Qualcomm Goes After Servers Again

Qualcomm’s server-processor plans, embedded within the NVLink Fusion announcement, are a bigger story. The phone-chip maker explored this market in the 2010s, disclosing in 2015 a 24-core design based on a custom Arm CPU. Gaining a new high-performance microarchitecture (Oryon) by acquiring Nuvia, Qualcomm is again able to address servers. Merchant-market Arm-based server processors have consistently fizzled (Nvidia Grace is a special case), but proprietary ones such as Amazon’s Graviton and Google’s Axion have taken off. We expect Qualcomm will focus on semicustom chips, pitting its CPU against Arm’s, employing NVLink Fusion to connect to GPUs, and tightening Nvidia’s grasp on AI acceleration.

Bottom Line

NVLink has been vital to Nvidia’s GPU success. It’s unusual for a company to license differentiating technology. We infer that NVLink licensees must employ an Nvidia chip, such as the Blackwell GPU or Grace CPU, at one end of a link. This would ensure Nvidia gets a piece of the action regardless of a licensee’s intent.
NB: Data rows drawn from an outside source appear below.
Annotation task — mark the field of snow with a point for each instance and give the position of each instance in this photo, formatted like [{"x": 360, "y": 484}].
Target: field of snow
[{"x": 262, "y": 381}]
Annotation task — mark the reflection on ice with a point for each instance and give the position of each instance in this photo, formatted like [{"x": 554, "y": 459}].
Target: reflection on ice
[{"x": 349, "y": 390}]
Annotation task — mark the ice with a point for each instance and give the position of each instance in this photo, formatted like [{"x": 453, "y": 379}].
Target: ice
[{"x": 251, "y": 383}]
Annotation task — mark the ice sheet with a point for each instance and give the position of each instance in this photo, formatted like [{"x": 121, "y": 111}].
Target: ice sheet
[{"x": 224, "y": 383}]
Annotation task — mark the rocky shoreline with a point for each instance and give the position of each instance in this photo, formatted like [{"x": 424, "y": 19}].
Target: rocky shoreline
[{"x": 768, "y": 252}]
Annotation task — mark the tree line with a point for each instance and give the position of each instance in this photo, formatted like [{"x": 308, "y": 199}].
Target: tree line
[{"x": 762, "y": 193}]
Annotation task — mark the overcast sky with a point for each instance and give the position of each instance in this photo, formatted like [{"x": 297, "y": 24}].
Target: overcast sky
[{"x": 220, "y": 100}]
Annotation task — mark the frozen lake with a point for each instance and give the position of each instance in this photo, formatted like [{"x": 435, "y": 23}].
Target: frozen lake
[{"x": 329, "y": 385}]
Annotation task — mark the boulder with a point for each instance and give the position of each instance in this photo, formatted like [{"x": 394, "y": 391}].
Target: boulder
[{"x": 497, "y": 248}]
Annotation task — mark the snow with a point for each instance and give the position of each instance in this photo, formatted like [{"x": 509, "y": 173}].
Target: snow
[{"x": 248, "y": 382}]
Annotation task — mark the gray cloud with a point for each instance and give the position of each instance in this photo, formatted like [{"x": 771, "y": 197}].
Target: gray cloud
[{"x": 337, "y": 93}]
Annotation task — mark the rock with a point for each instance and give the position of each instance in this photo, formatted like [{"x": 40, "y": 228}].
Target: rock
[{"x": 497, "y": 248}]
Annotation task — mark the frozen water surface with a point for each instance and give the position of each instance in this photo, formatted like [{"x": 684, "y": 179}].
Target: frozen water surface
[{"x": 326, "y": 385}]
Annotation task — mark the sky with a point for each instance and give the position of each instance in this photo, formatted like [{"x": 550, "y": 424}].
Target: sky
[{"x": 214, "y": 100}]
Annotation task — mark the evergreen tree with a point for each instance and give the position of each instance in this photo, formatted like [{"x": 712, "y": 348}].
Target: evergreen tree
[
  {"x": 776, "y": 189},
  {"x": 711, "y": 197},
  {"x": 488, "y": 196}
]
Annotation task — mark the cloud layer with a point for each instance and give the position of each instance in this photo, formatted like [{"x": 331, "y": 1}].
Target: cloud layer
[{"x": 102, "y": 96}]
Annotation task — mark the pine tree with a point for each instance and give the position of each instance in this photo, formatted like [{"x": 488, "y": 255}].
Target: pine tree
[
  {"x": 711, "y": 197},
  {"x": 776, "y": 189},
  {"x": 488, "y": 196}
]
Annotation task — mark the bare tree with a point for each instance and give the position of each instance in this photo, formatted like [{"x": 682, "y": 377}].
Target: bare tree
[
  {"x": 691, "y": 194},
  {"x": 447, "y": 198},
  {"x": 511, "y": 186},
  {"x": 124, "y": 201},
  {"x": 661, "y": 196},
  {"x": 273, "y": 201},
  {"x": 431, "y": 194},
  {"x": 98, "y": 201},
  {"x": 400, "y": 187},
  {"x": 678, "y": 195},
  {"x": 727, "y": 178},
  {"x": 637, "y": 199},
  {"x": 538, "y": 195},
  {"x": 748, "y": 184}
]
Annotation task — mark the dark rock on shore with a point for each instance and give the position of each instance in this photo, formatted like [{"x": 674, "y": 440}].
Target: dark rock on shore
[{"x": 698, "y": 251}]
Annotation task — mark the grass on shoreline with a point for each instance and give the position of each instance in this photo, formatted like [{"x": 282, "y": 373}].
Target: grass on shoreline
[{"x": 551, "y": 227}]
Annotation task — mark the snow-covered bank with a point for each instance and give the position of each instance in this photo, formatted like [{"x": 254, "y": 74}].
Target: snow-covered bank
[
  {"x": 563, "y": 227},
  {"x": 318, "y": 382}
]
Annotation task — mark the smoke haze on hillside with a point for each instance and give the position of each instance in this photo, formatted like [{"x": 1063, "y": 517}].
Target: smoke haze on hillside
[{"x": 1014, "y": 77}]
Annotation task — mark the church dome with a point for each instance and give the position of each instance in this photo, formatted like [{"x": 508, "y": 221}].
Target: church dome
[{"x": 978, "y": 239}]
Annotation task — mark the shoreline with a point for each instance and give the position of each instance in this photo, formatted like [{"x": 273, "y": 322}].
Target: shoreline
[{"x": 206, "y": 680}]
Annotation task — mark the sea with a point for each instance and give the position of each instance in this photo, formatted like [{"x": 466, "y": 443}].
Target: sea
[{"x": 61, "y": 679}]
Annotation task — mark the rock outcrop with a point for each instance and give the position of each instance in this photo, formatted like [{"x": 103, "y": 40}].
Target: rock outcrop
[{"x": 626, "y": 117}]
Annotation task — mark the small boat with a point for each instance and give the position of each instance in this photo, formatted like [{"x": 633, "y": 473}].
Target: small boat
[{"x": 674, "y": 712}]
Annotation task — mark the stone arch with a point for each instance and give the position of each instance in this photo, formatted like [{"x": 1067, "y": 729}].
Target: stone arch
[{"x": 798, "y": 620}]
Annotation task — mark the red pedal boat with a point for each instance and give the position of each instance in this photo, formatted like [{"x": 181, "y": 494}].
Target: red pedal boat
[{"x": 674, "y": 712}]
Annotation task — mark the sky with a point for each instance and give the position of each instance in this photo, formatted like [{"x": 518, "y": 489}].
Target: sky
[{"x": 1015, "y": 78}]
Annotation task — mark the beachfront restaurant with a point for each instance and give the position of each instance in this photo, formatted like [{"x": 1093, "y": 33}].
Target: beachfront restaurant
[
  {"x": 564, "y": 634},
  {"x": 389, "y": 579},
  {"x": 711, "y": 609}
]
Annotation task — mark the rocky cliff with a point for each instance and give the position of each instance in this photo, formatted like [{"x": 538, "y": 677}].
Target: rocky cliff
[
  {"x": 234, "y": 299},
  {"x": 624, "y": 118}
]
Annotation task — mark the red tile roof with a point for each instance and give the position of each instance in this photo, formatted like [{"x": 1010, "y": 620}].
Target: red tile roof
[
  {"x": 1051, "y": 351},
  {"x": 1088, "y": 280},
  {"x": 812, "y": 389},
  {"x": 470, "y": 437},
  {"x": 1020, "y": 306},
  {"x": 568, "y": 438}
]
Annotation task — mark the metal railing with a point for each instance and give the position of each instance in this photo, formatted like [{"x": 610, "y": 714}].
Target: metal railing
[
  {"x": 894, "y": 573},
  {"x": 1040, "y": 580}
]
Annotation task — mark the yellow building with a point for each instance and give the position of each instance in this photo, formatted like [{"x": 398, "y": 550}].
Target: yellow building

We also infer that hyperscalers have requested the ability to mix and match proprietary and Nvidia chips. We foresee pairing a custom CPU with an Nvidia GPU to be more common than the reverse. The CPU can integrate a hyperscaler’s proprietary networking and security technologies. Persuading Nvidia to adopt UALink is a nonstarter, as furtherance of that standard would wedge open the door to AMD and other competing GPU/NPU suppliers.